Python API and integrations

  • Added the current IndexPipeANN(data_dim, data_type, metric) API for build, load, search, insert, delete, save, filters, range search, and attribute-aware inserts.
  • Added Collection and Client for SQLite-backed documents/payloads, vector CRUD, persistence, and collection auto-discovery.
  • Added LangChain integration through pipeann.langchain.PipeANNVectorStore.
  • Added a Qdrant-compatible FastAPI server with collection management, point upsert/query/scroll, payload indexes, filter delete, count, and save.
  • Added schema.json persistence for collection config and attribute-index metadata.

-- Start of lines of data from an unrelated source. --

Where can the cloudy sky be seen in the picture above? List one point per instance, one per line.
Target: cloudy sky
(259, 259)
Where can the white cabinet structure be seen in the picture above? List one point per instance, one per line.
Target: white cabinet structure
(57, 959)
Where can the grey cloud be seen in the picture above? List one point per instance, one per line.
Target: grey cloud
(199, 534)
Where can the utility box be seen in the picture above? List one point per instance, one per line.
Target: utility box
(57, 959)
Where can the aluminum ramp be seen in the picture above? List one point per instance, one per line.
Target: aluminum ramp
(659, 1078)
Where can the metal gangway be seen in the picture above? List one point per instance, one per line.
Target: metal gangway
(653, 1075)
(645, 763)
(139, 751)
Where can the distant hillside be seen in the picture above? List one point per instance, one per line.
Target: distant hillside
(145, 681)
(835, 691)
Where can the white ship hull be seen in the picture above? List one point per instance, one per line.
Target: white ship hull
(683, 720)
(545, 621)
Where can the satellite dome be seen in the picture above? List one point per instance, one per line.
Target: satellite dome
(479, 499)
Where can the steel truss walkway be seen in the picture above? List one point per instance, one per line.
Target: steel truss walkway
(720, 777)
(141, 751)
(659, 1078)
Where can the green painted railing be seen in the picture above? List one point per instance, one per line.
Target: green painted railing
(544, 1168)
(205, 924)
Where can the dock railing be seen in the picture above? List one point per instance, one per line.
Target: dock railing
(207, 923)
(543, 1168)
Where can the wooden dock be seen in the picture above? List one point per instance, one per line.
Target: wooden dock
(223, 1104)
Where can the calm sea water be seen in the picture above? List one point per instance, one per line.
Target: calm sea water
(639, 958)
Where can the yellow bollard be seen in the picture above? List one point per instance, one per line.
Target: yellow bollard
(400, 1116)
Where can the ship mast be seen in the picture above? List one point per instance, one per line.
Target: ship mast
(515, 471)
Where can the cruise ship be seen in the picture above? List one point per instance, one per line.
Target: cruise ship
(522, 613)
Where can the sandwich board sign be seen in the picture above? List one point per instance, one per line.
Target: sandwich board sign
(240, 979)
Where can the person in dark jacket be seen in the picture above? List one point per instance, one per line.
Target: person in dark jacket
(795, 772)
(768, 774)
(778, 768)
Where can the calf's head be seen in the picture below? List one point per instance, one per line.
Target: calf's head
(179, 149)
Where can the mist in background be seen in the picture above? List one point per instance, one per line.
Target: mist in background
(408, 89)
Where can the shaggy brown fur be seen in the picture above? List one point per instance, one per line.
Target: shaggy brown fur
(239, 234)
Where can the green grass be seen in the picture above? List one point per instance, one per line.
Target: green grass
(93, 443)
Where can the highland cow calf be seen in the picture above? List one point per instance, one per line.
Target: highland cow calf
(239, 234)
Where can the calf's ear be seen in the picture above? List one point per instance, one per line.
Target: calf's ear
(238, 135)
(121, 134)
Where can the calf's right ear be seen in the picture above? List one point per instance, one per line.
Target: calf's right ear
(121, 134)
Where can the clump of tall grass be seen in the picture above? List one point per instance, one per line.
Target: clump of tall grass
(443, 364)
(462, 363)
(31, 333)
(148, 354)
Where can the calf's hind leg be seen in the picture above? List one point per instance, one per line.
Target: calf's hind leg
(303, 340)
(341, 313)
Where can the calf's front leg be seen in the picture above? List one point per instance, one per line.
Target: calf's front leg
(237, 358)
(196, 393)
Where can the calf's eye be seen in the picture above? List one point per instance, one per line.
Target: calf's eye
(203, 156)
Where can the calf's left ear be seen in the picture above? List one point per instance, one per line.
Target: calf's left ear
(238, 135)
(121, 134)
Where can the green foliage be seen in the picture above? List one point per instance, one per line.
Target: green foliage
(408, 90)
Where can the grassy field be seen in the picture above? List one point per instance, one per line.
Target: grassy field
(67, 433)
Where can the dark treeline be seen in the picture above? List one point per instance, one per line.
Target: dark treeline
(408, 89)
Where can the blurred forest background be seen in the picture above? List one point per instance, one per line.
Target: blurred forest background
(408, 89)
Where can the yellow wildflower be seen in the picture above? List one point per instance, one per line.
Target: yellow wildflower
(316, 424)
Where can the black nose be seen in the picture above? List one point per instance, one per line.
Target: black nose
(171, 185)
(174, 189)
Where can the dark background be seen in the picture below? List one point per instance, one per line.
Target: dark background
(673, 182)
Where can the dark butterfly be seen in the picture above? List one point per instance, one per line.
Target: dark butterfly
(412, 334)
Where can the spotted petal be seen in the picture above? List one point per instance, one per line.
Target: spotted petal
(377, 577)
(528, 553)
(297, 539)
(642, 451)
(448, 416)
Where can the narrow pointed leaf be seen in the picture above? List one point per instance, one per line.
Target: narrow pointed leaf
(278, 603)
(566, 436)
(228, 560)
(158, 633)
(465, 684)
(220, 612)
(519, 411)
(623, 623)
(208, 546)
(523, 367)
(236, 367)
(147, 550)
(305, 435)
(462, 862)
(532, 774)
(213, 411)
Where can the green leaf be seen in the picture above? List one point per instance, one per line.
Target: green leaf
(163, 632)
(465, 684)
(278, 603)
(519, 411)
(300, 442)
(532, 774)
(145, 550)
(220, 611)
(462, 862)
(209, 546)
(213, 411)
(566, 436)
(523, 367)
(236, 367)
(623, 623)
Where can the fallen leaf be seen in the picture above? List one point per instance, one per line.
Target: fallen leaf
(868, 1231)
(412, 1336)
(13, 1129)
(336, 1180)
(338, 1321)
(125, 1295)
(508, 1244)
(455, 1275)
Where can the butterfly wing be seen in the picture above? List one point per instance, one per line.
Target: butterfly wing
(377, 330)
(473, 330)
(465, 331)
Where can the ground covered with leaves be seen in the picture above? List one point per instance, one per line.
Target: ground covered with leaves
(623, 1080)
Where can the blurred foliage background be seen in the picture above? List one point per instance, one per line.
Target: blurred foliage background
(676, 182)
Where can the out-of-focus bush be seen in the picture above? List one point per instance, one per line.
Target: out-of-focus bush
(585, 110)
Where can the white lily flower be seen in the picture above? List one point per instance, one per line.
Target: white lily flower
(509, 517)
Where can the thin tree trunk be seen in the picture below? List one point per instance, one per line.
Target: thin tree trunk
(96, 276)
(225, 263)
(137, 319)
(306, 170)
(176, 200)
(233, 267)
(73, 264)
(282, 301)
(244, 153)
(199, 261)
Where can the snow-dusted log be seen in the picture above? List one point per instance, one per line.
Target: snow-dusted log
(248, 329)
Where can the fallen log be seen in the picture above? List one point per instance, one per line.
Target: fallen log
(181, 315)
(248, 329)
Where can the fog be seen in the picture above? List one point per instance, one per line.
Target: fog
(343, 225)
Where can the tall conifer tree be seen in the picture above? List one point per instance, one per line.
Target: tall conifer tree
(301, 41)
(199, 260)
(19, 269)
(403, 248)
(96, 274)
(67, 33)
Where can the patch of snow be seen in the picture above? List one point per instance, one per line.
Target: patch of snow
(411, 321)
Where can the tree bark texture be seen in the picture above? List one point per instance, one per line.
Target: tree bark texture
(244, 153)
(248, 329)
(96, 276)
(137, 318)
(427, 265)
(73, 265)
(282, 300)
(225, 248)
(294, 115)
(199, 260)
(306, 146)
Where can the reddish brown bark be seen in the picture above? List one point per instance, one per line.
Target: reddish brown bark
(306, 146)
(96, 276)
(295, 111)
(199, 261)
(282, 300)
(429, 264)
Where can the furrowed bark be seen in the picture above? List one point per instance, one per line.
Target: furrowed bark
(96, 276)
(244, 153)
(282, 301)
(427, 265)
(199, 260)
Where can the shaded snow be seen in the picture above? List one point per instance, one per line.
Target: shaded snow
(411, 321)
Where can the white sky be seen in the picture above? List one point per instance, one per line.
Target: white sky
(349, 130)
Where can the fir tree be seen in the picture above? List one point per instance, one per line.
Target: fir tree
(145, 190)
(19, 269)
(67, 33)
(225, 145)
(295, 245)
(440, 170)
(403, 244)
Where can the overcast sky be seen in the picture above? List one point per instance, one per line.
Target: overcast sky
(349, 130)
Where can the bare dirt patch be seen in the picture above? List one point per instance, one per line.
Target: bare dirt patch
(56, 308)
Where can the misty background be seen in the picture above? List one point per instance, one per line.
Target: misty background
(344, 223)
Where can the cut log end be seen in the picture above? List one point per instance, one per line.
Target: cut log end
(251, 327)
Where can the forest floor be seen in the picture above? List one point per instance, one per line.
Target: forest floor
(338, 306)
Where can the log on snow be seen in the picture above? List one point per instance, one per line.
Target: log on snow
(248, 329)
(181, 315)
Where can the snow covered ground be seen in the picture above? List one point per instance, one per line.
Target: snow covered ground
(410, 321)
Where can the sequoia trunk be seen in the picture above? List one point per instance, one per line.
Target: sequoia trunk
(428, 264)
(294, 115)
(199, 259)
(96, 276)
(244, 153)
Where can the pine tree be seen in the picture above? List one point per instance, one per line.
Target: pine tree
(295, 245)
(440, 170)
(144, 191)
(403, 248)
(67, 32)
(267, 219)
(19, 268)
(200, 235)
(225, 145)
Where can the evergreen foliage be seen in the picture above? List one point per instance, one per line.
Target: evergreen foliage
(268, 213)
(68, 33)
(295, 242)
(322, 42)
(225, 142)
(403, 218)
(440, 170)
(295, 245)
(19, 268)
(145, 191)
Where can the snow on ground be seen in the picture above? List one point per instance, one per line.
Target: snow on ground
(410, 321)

Code refactoring and implementation changes

  • Merged dynamic search, insert, delete, merge, and save behavior into header-only DynamicIndex<T>.
  • Unified update save/merge with same-prefix double-version replacement.
  • Merged PiPNN and Vamana-style build paths behind build_disk_index and the shared SSD file format.
  • Refactored pipelined top-k, range, and filtered search around pipe_search_common.h and spec_filter_search.cpp.
  • Simplified metric/distance handling and updated PiPNN file layout.
  • Added IO_ENGINE selection for uring, aio, and spdk, separate dense-node I/O sizing, CMake/CI cleanup, and package version 0.3.0.

Tests and examples

  • Switched the project license from MIT to Apache License 2.0 and updated NOTICE attribution, including NGFix graph-refinement logic under MIT.
  • Added Python insert/delete search tests, including assertions that results include inserted data and exclude deleted data.
  • Added filtered insert regression tests comparing full build vs. build-plus-insert with attributes.
  • Added native selector, range-search, collection, LangChain, and Qdrant server tests/examples.
  • Added C++ filtered build/search and update test coverage.

Breaking changes

  • DynamicSSDIndex was removed; use DynamicIndex<T> in C++ or IndexPipeANN in Python.
  • dynamic_index.cpp was removed; DynamicIndex<T> is now header-only.
  • filter/label.h was removed; use filter/attribute.h and filter/selector.h.
  • build_pipnn_index was removed; use build_disk_index with PiPNN-compatible parameters.
  • The old schema-centered Python API was removed; construct IndexPipeANN(data_dim, data_type, metric) directly and let Collection / Client own collection persistence.
  • PyIndexInterface construction changed from a Python dict to explicit (dim, dtype, metric) arguments.
  • IndexPipeANN.search() now takes selector, query_attrs, and finite range keyword arguments.
  • IndexPipeANN.build() now takes attrs, range_dense, train_query_path, R_ood, and L_ood; major build knobs auto-configure when left at 0.
  • pipnn.h / pipnn.cpp moved under the utils layout.

0.2.0

31 Dec 07:11

Choose a tag to compare

We heavily refactored the codebase and added some features.

Updates

  • Python interface for index, search, and update.
  • Modularized neighbor abstraction & RaBitQ support.
  • Faster PQ generation in graph building.
  • Filtered ANNS support (post-filtering).
  • Reduced memory usage.
  • More metrics supported (L2, cosine, and inner-product).
  • Vector size >= 4KB supported (experimental)

0.1.1

29 Sep 04:50

Choose a tag to compare

OdinANN (FAST'26) AE version, a graph-based vector store supporting direct inserts as well as pipe search.

0.1.0

19 Jun 04:53

Choose a tag to compare

This is the artifact version of our OSDI '25 paper, PipeANN, a low-latency and large-scale vector search system.